4 a.m. | Los Angeles Flower Mart

Sunrise Wholesale Flowers at The Original Los Angeles Flower Market

Most of Los Angeles was still asleep, but the heart of L.A.’s flower district on Wall Street was already full of life — of both the human and plant variety — a cacophony of color. Buckets of lilies, roses, baby’s breath, chrysanthemums, sunflowers, hydrangeas and daisies were being carted through the cavernous Original Los Angeles Flower Market.

The market reopened May 7 after being shut for two months due to COVID-19.

“We are all adjusting to the new norm,” said Qiana Rivera, as she separated bunches of green fronds. One of the market’s vendors, Rivera is grateful to be back at work. “It was so nice to come back and see our regular customers.”

But it’s been challenging too. Many vendors, like David Ramirez, say business has suffered tremendously. Ramirez is barely breaking even: “We are just trying to survive,” he said.

Summer is typically peak wedding season, a lucrative time for the flower market, but most gatherings and celebrations have been postponed or canceled. “This should be a good season for us, but we are really struggling,” Ramirez said.

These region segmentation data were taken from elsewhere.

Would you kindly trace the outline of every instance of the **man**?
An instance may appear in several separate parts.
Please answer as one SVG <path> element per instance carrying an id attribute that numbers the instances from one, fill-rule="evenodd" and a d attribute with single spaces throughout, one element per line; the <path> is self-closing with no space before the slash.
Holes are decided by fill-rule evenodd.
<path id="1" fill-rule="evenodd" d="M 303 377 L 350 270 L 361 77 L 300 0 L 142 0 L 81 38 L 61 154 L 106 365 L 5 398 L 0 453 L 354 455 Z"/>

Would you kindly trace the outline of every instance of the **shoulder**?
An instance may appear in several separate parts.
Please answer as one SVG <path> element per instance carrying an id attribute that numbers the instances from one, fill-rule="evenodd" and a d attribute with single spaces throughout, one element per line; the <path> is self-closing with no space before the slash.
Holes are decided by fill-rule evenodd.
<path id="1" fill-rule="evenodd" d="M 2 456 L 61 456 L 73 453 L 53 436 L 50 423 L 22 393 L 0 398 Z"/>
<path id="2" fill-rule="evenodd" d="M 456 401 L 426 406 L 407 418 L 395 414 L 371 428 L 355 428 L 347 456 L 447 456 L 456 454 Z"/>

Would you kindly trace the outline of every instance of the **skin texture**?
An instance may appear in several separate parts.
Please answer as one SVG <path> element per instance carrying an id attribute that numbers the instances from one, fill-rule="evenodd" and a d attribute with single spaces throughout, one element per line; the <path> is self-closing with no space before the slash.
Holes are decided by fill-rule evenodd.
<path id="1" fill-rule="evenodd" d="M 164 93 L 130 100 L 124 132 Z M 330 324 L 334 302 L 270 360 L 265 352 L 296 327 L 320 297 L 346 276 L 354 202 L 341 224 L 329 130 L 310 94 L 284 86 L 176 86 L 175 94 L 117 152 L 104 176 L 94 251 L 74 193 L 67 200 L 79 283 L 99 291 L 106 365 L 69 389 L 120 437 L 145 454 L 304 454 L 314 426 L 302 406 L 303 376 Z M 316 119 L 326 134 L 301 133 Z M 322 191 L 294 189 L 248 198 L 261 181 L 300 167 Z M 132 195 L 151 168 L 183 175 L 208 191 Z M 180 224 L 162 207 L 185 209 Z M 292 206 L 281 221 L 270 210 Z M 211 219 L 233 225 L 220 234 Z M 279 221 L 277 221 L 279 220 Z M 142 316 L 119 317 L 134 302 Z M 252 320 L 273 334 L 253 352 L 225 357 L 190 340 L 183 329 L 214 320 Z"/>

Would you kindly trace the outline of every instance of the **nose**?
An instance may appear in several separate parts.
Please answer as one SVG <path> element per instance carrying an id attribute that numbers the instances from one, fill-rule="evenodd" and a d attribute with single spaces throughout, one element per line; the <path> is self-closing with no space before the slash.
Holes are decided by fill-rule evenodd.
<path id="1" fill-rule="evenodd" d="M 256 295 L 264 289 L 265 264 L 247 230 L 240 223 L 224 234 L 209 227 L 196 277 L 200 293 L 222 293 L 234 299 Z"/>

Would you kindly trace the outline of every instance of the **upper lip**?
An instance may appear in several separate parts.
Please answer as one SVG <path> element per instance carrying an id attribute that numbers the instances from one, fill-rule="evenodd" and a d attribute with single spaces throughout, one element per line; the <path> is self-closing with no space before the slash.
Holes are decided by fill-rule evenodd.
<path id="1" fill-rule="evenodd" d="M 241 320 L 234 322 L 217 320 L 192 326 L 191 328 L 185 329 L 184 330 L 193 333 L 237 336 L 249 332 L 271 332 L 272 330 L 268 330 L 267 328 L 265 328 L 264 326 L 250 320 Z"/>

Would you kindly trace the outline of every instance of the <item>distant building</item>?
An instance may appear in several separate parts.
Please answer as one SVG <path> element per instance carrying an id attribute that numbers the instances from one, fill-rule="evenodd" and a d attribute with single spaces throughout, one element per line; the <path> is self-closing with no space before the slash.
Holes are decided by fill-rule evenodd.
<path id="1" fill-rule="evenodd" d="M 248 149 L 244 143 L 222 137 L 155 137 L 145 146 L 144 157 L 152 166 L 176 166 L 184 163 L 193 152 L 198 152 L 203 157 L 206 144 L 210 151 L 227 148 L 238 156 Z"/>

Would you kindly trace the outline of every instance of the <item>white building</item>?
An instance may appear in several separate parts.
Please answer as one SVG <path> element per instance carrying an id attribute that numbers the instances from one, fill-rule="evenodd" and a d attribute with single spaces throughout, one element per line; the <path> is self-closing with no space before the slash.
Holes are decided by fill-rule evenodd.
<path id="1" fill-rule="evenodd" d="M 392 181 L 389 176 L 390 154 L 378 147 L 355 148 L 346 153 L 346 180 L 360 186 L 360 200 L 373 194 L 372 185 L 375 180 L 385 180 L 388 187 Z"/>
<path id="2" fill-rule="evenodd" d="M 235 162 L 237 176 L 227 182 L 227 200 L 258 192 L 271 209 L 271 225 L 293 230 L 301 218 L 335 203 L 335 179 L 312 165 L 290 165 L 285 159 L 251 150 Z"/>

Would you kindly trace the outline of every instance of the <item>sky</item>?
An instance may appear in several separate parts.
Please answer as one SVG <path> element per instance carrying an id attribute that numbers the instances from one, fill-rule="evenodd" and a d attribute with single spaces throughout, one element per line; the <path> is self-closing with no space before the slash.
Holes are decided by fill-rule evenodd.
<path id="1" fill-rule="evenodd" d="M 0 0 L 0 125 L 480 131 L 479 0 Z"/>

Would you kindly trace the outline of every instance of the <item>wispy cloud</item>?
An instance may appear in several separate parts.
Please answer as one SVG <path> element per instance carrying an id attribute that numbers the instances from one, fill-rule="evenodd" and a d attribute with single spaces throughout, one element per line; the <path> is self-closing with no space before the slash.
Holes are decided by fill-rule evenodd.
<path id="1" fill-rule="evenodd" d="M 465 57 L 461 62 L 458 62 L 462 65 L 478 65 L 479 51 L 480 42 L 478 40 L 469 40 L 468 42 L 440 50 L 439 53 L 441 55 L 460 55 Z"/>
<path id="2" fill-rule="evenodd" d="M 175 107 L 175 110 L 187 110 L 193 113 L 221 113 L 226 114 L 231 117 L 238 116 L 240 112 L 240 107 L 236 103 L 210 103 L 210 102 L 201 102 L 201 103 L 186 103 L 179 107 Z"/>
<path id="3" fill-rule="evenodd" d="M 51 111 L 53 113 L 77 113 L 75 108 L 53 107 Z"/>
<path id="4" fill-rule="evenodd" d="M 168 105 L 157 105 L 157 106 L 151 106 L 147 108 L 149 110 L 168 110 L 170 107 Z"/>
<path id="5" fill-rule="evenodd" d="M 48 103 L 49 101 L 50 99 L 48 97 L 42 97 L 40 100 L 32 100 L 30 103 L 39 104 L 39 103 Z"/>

It’s not just the sellers who are having difficulties. During the two-month shutdown, growers across California threw out thousands of flowers and lost millions of dollars.

Many Flower Market customers are florists doing their best to drum up work despite the decline in events, but individual shoppers have also begun to visit the market again too.

Charlotte Redmond, a phlebotomist who is now testing people for COVID-19, stopped by before work.

She was browsing the house plants, looking for pothos and air plants. “Testing for COVID all day is wearing me out,” Redmond said. “My happy place is my garden now — the plants make me feel peaceful.”